A method to estimate the composition of the bulk silicate Earth in the presence of a hidden geochemical reservoir

The possibility of a hidden geochemical reservoir in the deep mantle has long been debated in geophysics and geochemistry, because of its bearings on the structure of the core-mantle boundary region, the origin of hotspots, the style of mantle convection, the history of the geomagnetic field, and the thermal evolution of Earth. The presence of such hidden reservoir, however, may invalidate existing models for the composition of the bulk silicate Earth because these models invariably assume that major chemical differentiation in the mantle follows the compositional trend exhibited by upper-mantle rocks. This article presents a new method to estimate the composition of the bulk silicate Earth by explicitly taking into account the possibility of a hidden reservoir. This geochemical inference is formulated as a nonlinear inverse problem, for which an efficient Markov chain Monte Carlo algorithm is developed.
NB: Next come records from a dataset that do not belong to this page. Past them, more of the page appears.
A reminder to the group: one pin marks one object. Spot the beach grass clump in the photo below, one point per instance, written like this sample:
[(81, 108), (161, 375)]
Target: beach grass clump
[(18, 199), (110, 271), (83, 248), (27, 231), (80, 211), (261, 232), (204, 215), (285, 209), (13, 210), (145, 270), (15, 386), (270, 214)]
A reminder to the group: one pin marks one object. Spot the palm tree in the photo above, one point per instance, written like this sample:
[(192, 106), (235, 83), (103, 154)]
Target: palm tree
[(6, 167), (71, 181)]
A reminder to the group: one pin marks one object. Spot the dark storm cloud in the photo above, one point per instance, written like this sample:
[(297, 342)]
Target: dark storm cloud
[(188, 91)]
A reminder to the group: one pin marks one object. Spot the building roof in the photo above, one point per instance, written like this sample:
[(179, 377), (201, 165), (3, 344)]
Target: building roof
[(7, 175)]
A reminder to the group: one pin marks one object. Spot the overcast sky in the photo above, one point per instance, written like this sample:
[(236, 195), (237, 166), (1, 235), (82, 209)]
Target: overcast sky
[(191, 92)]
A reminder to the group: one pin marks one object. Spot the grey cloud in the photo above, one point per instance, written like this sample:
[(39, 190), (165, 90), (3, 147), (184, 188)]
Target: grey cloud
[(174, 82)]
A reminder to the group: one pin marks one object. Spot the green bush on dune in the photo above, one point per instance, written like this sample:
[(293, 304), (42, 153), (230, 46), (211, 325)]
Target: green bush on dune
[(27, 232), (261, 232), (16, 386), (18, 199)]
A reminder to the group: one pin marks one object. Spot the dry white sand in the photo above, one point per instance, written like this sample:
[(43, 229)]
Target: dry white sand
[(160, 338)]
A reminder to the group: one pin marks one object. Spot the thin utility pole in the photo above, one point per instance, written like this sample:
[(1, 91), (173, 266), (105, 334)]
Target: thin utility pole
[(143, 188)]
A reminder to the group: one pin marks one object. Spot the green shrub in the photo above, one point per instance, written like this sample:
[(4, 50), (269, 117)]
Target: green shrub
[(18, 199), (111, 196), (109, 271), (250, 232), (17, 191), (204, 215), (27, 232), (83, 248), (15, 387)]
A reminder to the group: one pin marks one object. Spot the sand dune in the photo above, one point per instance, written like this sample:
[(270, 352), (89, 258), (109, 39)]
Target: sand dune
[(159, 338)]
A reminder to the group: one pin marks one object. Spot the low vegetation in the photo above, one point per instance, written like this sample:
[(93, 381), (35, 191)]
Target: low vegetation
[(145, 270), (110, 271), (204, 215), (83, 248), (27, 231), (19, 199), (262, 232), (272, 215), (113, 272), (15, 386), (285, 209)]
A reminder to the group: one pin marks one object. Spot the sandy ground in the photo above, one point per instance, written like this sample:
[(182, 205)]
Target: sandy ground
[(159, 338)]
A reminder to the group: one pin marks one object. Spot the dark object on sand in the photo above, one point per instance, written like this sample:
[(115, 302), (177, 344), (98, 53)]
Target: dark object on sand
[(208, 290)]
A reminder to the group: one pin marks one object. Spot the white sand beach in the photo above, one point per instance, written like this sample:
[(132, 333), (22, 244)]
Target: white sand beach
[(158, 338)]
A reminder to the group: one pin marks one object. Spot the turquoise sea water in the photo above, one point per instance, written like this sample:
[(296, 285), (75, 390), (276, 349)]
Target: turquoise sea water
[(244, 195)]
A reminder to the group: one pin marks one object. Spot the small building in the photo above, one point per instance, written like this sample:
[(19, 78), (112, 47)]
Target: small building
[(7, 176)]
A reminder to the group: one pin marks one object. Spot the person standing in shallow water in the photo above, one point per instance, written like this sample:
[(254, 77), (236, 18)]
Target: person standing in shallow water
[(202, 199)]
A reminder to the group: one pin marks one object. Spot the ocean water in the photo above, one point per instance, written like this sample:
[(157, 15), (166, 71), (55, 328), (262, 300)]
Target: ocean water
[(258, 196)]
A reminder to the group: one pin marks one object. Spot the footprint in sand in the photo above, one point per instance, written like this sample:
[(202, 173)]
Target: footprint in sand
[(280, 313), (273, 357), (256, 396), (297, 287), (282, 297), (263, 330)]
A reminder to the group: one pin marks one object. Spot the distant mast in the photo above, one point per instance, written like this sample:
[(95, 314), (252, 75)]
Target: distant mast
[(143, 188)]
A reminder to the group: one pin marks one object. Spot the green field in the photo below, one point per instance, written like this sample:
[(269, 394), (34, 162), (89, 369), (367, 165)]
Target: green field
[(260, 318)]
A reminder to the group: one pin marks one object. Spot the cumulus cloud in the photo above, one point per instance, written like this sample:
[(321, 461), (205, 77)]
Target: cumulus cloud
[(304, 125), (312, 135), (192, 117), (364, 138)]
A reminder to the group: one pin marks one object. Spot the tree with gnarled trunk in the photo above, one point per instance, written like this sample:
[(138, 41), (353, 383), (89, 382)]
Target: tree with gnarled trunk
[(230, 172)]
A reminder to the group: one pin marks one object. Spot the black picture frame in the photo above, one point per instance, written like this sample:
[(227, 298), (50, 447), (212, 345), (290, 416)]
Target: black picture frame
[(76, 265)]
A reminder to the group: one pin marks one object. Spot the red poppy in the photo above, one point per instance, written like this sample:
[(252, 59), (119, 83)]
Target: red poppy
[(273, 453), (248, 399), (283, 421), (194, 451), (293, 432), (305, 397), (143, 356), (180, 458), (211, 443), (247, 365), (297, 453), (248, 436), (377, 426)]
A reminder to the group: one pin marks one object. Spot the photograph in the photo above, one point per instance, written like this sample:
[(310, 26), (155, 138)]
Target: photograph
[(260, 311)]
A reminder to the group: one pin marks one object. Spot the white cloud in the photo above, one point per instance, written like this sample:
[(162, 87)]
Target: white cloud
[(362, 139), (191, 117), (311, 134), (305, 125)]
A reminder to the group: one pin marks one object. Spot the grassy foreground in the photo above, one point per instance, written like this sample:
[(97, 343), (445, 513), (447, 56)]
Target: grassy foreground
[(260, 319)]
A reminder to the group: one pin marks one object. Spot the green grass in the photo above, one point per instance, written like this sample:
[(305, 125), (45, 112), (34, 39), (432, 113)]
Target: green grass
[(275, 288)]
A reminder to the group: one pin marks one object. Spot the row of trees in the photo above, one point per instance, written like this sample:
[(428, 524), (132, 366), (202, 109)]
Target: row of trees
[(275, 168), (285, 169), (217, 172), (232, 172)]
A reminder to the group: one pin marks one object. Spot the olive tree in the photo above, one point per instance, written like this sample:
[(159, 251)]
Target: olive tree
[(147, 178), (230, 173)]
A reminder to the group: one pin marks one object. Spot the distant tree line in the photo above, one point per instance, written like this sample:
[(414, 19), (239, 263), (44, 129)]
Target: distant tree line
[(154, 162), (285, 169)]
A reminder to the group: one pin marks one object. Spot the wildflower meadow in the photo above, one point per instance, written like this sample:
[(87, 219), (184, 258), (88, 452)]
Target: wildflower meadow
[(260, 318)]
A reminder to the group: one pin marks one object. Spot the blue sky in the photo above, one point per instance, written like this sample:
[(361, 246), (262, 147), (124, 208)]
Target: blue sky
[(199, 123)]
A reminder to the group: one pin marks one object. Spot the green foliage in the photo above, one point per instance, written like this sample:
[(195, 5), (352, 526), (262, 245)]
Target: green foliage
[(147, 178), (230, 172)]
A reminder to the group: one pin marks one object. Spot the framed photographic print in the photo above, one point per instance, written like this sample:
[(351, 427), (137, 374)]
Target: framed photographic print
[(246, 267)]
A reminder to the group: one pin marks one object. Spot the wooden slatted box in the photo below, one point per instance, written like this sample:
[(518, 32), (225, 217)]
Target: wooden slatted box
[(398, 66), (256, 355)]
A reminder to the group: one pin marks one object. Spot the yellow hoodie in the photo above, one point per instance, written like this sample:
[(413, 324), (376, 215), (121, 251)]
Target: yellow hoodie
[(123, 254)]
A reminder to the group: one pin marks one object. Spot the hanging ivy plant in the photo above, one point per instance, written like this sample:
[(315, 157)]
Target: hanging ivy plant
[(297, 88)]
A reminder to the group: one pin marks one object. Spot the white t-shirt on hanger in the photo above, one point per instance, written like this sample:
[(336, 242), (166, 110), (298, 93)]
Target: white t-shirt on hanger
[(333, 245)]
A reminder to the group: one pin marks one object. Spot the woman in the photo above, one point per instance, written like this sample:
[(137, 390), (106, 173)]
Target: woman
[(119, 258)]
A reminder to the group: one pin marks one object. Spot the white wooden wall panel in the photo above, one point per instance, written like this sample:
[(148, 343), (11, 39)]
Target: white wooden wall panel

Inversion results indicate that the formation of a hidden reservoir, if any, took place at low pressures probably within the first 10 Myr of the history of the solar system and was subsequently lost from the Earth by impact erosion. The global mass balance of the bulk silicate Earth is revisited with the inversion results, and the depletion of highly incompatible elements in the present-day Earth is suggested to be moderate.